I arrived with high tide, and a group of 4 double-crested cormorants were fishing together. I would assume that working together around a school of small fish would work out in someones favor. They would dive and resurface together. I saw them come up a few times with a prize.
A snowy egret, perhaps thinking about the journey that lies ahead and perhaps considering waiting a few more days as temperatures here are predicted to get up to 80 by mid-week. 

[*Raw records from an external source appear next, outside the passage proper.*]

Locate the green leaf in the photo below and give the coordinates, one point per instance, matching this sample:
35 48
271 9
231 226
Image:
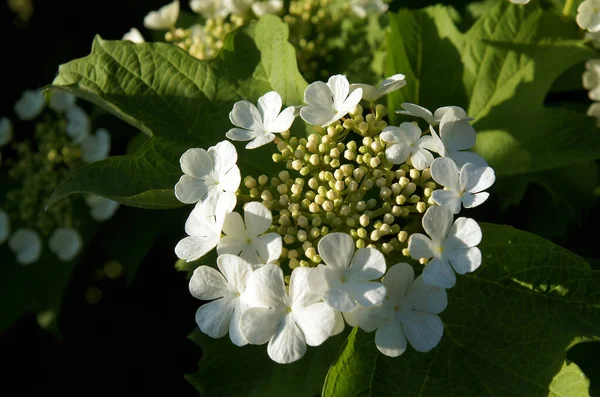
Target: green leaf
229 371
508 327
178 101
500 71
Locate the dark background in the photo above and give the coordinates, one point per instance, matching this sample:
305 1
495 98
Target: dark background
134 341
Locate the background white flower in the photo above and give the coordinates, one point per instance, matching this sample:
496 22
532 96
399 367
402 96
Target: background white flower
464 187
30 105
134 36
226 291
588 15
66 243
407 141
6 131
329 102
78 124
345 279
208 174
101 208
288 322
203 227
259 125
371 94
247 240
448 244
27 245
164 18
96 147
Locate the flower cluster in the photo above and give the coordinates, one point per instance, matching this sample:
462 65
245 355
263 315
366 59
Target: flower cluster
325 241
62 140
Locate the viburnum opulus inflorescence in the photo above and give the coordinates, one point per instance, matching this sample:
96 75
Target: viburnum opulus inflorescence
336 223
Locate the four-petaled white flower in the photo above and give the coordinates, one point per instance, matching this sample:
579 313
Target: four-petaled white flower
226 291
410 312
204 226
4 226
30 105
456 136
588 15
329 102
247 240
101 208
259 125
27 245
134 36
464 187
78 124
95 147
164 18
208 174
448 244
288 321
371 94
346 277
61 101
363 8
591 79
6 131
406 140
66 243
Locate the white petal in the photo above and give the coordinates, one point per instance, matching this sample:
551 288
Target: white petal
437 222
390 339
214 318
424 331
316 321
367 264
65 243
336 249
208 284
287 344
439 273
398 280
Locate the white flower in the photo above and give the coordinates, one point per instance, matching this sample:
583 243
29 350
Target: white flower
391 84
6 131
594 111
259 125
288 321
466 187
410 109
66 243
410 312
4 226
134 36
588 15
407 141
591 79
345 279
207 175
448 244
96 147
457 135
329 102
362 8
164 18
27 245
247 240
226 291
260 8
203 227
30 105
78 124
61 101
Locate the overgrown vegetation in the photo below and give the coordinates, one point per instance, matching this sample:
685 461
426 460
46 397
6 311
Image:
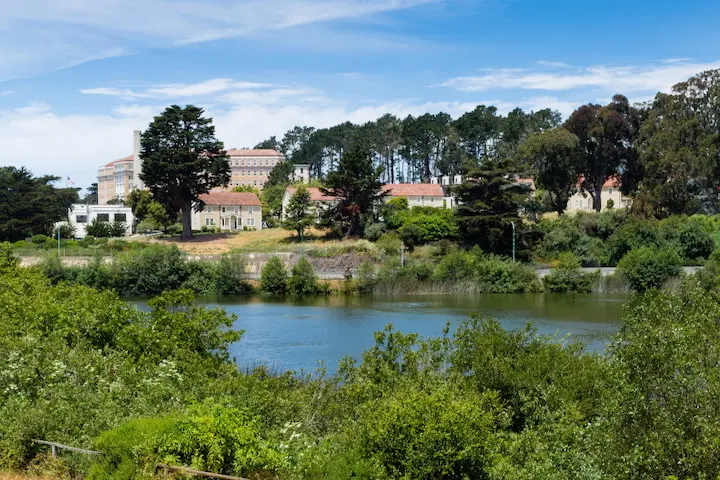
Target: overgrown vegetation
80 366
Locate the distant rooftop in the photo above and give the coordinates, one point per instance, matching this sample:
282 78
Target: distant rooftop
266 152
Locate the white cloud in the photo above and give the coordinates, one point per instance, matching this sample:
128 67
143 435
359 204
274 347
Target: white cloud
41 35
553 64
648 78
113 92
204 88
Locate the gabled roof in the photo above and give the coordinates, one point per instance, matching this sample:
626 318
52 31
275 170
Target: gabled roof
413 190
245 199
267 152
612 182
315 194
129 158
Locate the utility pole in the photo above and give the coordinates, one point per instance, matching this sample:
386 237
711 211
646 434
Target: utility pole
513 224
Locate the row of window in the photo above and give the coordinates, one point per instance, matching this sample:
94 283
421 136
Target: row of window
226 222
250 173
103 217
223 209
253 163
254 183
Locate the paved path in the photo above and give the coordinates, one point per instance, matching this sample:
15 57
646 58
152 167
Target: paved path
326 275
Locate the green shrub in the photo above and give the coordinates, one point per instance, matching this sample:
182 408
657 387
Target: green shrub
174 229
411 236
150 271
567 277
499 275
389 243
66 231
646 268
117 229
695 241
303 281
439 434
39 239
365 278
456 266
374 231
149 225
230 275
8 260
98 229
273 279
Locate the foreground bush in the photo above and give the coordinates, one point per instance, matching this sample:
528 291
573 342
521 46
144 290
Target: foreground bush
273 279
567 277
646 268
303 281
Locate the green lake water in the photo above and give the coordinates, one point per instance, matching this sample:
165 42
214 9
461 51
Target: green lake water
300 335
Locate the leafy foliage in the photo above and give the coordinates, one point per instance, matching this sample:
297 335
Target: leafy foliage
273 280
182 159
646 268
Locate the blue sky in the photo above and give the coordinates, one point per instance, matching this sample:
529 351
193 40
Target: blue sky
77 76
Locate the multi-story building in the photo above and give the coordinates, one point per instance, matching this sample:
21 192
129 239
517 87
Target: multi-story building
252 167
115 180
248 168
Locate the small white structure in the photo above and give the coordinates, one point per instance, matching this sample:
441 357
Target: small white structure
301 174
80 215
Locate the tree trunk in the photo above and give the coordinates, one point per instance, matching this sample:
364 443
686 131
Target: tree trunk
187 221
597 195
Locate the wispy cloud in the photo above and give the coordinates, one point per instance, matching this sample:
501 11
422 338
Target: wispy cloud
653 77
553 64
178 90
40 35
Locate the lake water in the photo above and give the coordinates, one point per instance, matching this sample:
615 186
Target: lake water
300 335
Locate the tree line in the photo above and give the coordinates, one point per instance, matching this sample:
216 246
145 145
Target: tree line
666 153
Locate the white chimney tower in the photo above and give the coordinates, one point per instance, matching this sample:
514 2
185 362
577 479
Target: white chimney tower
137 163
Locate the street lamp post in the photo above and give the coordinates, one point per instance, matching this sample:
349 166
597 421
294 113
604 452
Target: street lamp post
513 224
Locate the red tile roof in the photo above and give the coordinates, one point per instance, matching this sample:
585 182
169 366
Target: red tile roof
268 152
527 181
129 158
315 194
413 190
230 198
612 182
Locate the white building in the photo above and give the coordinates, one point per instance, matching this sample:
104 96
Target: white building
80 215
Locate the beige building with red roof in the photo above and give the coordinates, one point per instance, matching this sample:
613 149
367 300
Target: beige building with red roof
252 167
229 211
248 167
581 201
417 194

A very urban look for the song sparrow, as it poses so perfectly on a chain-link fence. Someone once mentioned to me how it seems that chain-link was designed with birds in mind, so many of them has no problem navigating through the small space between each link.

Hard at work.
A female downy woodpecker makes the perfect little cavity. There are a few dead trees in the salt marsh, often dead trees are removed by humans- thought to be of little use, or simply an eyesore. But dead limbs and trunks provide great opportunities for cavity nesters, and ones that create those cavities.
I was told by another observer that she has been working at this for the last two days.
A back trail, toward the ball courts are perfect for peeking at sparrows and finches. The tall grasses are full of seed and the seed-eaters are taking advantage. Here a swamp sparrow forages close to the edge.
Many American Goldfinch were bobbing and swaying from the stalks of the tall wildflowers.
I really wanted this to be something else, but who knew- the swamp is full of swamp sparrows!
Lots of bee species taking advantage of the goldenrod. Also taking advantage of these late blooms were monarchs and cabbage whites.
I also heard a call I know well, only to look up and find a pair of kestrels scanning and hovering for prey. Here, is the male.
I saw the pair had settled- I found the female on one tree eating her prize. Being the smallest falcon in N. America, it is not uncommon for these birds to prey not only upon small birds and rodents, but insects too. It almost looks like she has a mantid or katydid.
And then she made for a wonderful subject... note how her belly is streaky, kestrels are easy to tell apart in terms of their sex.
Another indicator of sex- the wings, barred on the female, wings of the male are slate blue.
Both male and female are some of the more beautiful of the birds of prey. I admire them greatly, tiny but tough.
A red bellied woodpecker peers around a dead limb to see if there is anything worthwhile...
He didn't give a single hammer- he just peered around...
Frome all angles, just to make sure he wouldn't miss a morsel.
Lucky for me, the male kestrel was just a few trees over from the female. A handsome guy, he is.

How perfect is this avian-dinosaur?!
Perfect!
Also treated to a coopers hawk who scared the sparrows I was watching. I tend to enjoy the raptors over the little guys... they really draw me in.
By time I left, the tide had gone out and the low-tide crew came in- more egrets and a group of greater yellowlegs, ran around chasing down little things to eat.